La FPPC-CSQ soutient que la Ministre risque d’aggraver la situation
Montréal, le 5 novembre 2008. – « À un moment où le Vérificateur général du Québec critique la gestion des cégeps et dénonce le laxisme dans les relations d’affaires entre les cégeps et leurs partenaires, la ministre de l’Éducation, du Loisir et du Sport (MELS) ne trouve rien de mieux que de proposer un nouveau modèle de gouvernance pour les collèges où elle fait une plus grande place encore à ces fameux partenaires. C’est extrêmement inquiétant et il y a de quoi s’interroger ! »
Le président de la Fédération du personnel professionnel des collèges (FPPC-CSQ), affiliée à la Centrale des syndicats du Québec (CSQ), M. Bernard Bérubé, n’en revient tout simplement pas que la ministre Michelle Courchesne veuille régler les problèmes de gestion des cégeps, identifiés par le Vérificateur général, en faisant justement le contraire de ce qu’il recommande de faire pour y arriver.
« Le Vérificateur général dit clairement que le Ministère est complice du laxisme qui existe dans les relations d’affaires entre les cégeps et leurs partenaires. Ce n’est pas rien comme déclaration. Pourtant il faut croire que la Ministre ne sait pas lire, ou qu’elle fait la sourde oreille lorsque le Vérificateur général parle, puisqu’elle s’apprête à réduire la place des administrateurs internes au sein des conseils d’administration des cégeps pour augmenter celle des administrateurs externes, c’est-à-dire des fameux partenaires », dénonce M. Bérubé.
Les contribuables qui paieront la note
Le président de la FPPC-CSQ considère l’attitude de la Ministre d’autant plus irresponsable qu’en dernier lieu ce sont les contribuables qui risquent de payer pour ces relations d’affaires douteuses entre les cégeps et leurs partenaires, avec la bénédiction du Ministère.

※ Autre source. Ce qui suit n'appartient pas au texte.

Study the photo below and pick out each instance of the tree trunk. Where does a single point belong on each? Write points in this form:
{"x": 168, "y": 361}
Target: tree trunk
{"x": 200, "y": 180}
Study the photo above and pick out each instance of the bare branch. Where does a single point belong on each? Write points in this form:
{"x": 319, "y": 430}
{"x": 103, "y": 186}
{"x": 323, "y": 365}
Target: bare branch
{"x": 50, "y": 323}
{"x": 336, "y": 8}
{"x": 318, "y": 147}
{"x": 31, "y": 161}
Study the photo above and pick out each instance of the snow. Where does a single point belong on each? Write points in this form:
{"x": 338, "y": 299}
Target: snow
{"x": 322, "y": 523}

« Le ministère de l’Éducation peut avoir à intervenir lorsque les cégeps subissent des pertes financières. En effet, dans le cas où un projet d’investissement tourne mal, c’est le gouvernement qui devra payer la note, ou si l’on préfère, les contribuables. Le nouveau modèle de gouvernance que veut implanter la Ministre est donc extrêmement inquiétant », explique M. Bérubé.
Une position minoritaire déplorable
M. Bernard Bérubé déplore que les représentants du personnel et des étudiants soient minoritaires au sein des conseils d’administration des cégeps.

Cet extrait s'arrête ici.